Role Overview :
We’re looking for an AI Engineer for one of our Tier-1 IT clients with hands-on experience in building, fine-tuning, and optimizing LLM-based applications.
The ideal candidate will have solid expertise in RAG (Retrieval-Augmented Generation) architectures, parameter-efficient fine-tuning (e.g., LoRA), and model quantization techniques for deployment efficiency.
Key Responsibilities:
● Design, implement, and optimize end-to-end LLM-based solutions for real-world applications.
● Develop and maintain RAG pipelines integrating vector databases, embeddings, and retrieval techniques.
● Fine-tune pre-trained language models using LoRA or similar methods.
● Apply quantization and optimization strategies to deploy models efficiently on constrained environments.
● Collaborate with data scientists, software engineers, and product teams to integrate AI features into production systems.
● Monitor, evaluate, and continuously improve model performance and reliability.
Required Skills:
● 3–5 years of experience in AI/ML development or applied NLP.
● Proficient in Python and frameworks such as PyTorch or TensorFlow.
● Strong understanding of LLM architectures (e.g., GPT, Llama, Falcon, Mistral).
● Experience with RAG frameworks (LangChain, LlamaIndex, or custom retrieval setups).

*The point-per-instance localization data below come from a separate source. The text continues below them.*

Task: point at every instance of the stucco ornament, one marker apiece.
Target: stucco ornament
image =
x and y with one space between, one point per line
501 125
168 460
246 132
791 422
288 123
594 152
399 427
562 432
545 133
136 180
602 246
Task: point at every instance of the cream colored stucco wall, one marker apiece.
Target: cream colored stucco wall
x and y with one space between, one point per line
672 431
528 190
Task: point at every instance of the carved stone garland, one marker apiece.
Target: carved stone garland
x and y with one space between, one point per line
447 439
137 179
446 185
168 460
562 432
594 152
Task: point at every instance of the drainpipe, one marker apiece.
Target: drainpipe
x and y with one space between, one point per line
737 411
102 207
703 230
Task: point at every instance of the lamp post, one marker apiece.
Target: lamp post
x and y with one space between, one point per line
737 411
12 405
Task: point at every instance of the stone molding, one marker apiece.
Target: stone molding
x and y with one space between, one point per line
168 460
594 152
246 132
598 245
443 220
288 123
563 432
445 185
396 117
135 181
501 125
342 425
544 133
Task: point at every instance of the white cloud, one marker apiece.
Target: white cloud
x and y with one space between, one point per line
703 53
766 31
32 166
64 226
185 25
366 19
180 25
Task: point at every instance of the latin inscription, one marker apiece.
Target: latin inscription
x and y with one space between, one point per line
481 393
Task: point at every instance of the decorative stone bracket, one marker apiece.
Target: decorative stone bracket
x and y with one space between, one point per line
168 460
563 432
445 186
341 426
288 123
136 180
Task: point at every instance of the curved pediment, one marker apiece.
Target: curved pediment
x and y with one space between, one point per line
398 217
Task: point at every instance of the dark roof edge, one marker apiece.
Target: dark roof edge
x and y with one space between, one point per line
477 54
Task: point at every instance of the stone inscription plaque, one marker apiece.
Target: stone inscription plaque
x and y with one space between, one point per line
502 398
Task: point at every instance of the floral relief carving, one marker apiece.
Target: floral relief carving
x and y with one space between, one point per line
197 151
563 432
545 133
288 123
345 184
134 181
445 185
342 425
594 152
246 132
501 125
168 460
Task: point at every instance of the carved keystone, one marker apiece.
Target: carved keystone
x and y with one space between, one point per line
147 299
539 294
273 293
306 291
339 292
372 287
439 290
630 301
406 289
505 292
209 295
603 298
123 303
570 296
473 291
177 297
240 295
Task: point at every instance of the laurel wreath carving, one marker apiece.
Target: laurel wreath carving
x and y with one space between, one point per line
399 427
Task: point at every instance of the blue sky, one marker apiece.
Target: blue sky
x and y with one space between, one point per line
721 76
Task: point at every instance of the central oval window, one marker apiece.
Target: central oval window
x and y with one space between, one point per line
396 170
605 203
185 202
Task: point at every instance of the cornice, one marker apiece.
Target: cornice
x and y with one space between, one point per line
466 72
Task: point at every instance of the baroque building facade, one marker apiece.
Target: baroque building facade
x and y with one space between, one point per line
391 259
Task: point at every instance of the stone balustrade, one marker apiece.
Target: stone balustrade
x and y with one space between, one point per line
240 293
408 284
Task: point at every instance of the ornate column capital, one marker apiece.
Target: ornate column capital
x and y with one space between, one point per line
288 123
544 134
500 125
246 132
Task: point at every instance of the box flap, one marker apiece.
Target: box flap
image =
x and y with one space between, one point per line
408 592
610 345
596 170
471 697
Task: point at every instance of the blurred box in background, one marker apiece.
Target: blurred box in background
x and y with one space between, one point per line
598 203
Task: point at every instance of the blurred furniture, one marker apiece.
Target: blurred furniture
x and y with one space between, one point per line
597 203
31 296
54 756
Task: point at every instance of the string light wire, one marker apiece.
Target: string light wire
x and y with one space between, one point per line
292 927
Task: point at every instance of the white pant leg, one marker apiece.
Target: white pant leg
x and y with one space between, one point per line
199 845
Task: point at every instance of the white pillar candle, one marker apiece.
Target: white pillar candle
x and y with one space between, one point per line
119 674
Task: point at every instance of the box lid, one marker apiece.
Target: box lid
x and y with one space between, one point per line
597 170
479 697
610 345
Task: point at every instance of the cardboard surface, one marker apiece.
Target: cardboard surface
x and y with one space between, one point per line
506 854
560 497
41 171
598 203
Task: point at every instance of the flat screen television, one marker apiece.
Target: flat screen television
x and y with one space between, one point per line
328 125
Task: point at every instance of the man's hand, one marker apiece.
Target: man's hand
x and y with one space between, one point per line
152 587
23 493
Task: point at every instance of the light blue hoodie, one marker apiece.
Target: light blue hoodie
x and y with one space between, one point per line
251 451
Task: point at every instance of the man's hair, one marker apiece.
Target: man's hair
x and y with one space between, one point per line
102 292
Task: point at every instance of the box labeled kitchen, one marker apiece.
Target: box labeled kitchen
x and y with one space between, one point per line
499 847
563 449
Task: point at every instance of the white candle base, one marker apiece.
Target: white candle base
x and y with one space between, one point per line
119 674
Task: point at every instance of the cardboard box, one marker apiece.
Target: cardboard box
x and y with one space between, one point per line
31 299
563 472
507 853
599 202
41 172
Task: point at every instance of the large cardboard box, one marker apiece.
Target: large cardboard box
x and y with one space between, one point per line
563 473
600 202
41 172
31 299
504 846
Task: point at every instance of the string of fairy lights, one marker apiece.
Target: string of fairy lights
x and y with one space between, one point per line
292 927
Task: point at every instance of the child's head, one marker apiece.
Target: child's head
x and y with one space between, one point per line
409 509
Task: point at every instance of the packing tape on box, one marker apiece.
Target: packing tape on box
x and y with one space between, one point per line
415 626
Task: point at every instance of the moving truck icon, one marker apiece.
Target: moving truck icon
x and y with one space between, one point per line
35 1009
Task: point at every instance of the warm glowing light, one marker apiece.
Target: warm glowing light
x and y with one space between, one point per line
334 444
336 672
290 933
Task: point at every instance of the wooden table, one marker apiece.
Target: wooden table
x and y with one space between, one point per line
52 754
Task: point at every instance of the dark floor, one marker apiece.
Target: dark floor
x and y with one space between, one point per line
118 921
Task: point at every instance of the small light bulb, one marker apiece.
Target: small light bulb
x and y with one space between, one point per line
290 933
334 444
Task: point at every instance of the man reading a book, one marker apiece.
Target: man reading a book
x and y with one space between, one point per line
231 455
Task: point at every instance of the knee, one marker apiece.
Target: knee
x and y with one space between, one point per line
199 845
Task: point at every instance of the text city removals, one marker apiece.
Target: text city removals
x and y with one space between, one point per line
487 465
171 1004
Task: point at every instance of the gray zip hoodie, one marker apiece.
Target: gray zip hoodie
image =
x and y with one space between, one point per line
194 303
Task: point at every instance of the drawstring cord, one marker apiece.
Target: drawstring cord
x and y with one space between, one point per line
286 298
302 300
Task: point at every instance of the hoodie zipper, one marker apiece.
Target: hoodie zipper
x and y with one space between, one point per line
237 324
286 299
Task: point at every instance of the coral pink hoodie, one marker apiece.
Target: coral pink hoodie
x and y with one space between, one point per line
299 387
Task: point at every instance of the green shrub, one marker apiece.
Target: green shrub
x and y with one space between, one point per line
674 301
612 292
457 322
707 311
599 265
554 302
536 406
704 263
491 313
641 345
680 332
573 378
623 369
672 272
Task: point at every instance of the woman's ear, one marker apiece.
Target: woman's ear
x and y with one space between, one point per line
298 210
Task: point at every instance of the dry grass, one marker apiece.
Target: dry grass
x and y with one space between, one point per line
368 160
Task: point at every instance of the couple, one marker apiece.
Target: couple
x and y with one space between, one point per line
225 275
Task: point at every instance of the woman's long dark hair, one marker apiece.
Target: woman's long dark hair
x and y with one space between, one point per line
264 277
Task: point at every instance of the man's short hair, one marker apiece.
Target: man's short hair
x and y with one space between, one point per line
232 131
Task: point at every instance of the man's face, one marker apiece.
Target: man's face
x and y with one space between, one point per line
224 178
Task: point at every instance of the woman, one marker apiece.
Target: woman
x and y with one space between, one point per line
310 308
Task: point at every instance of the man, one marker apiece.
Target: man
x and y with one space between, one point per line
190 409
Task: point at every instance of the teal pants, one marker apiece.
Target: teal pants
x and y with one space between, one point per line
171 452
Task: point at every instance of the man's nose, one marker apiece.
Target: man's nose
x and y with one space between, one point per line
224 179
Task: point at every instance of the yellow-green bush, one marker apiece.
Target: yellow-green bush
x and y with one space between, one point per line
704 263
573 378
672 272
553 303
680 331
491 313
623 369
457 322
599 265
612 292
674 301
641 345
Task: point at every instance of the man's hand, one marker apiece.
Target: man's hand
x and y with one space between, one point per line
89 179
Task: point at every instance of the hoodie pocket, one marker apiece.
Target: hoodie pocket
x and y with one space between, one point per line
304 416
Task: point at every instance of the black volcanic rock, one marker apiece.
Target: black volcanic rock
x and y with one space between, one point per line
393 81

● Hands-on knowledge of LoRA, PEFT, and model quantization (GPTQ, AWQ, or similar).
● Familiarity with vector databases like FAISS, Pinecone, or ChromaDB.
● Good understanding of prompt engineering and evaluation techniques.
● Cloud deployment experience (AWS, Azure, or GCP) is an advantage.
Preferred Skills :
● Exposure to open‑source models and fine-tuning pipelines.
● Experience integrating AI models into web or enterprise products.
● Knowledge of containerization and MLOps (Docker, Kubernetes, MLflow).